Elektor RPi ATX Interface

Was reading the latest issue of Elektor and an article on converting a PSU for use by a Pi - here is the schematic

Unfortunately the article is not really complete on the design, so I was enjoying filling in the blanks

  1. it seems odd to me that the schematic capture’s symbol library has the body diode on the SI2318CD but not on the 2N7002 - checking the data sheet for each, the manufacturer includes the body diode in their symbol. But im also struggling to find a good reason for using two different models here, rather than consolidate to a single part

  2. it’s not clear from the writeup, but SV14 is a programming header i do believe

  3. no idea what SV1 is for, but as a pin header it seems like shorting Vcc and Ground is a real possibility… i have actually read the code and this doesn’t seem to be used at all; PB3 is only mentioned as RX for debug UART (but TX is on PB5)

  4. My assumption is X4 is for power only, and X3/X2 would allow for externally powered USB devices (connect X2 to the pi, and a disk drive or something to X3)… wonder what would happen if you connected X3 to the pi where Vbus is powered

note: found the original schematic (even though it was in last months elektor, the design is from 2019!)

sorry, forgot to add an actual question!

given the Getting to Blinky Project, this doesn’t seem like the best, most reliable design - have I missed something or would anyone agree?

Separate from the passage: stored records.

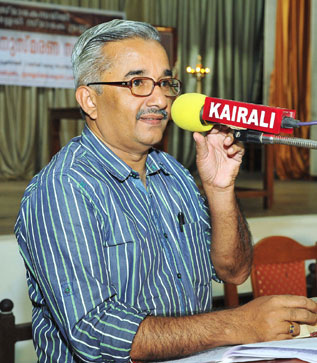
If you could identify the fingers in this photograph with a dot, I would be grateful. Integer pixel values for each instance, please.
(201, 145)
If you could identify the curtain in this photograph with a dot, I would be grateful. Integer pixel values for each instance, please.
(227, 34)
(290, 83)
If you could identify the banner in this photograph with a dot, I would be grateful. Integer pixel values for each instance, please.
(36, 41)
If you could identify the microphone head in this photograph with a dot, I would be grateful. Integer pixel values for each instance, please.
(186, 111)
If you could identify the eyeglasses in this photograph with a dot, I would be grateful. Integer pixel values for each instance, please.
(144, 86)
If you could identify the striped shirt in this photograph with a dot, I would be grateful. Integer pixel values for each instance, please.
(102, 251)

Seems awfully complex for what it does. I find it a bit odd to use a microcontroller to control an ATX PSU and a pretty old one to boot. The newer ATTinys are simpler to program via UPDI and could even be programmed from the PI (there appears to be a PI connection for that, btw) to make it easier to build/manufacture. IIRC, the older programming interface was proprietary. The newer one, UPDI, is well documented and simple. Yes, SV14 is the old style ATTiny programming header. SV1 was probably for an external input with power, maybe for a sensor. +5V in the middle means no reverse polarity if plugged in backwards.

SV1 appears to be support for plugging in some kind of RF serial receiver. The pull-down is good practice to prevent stray noise input. I’ve had the misfortune of building a device one time where the input floated when the device was not connected via USB, resulting in spurious bytes due to noise which then shut the unit down!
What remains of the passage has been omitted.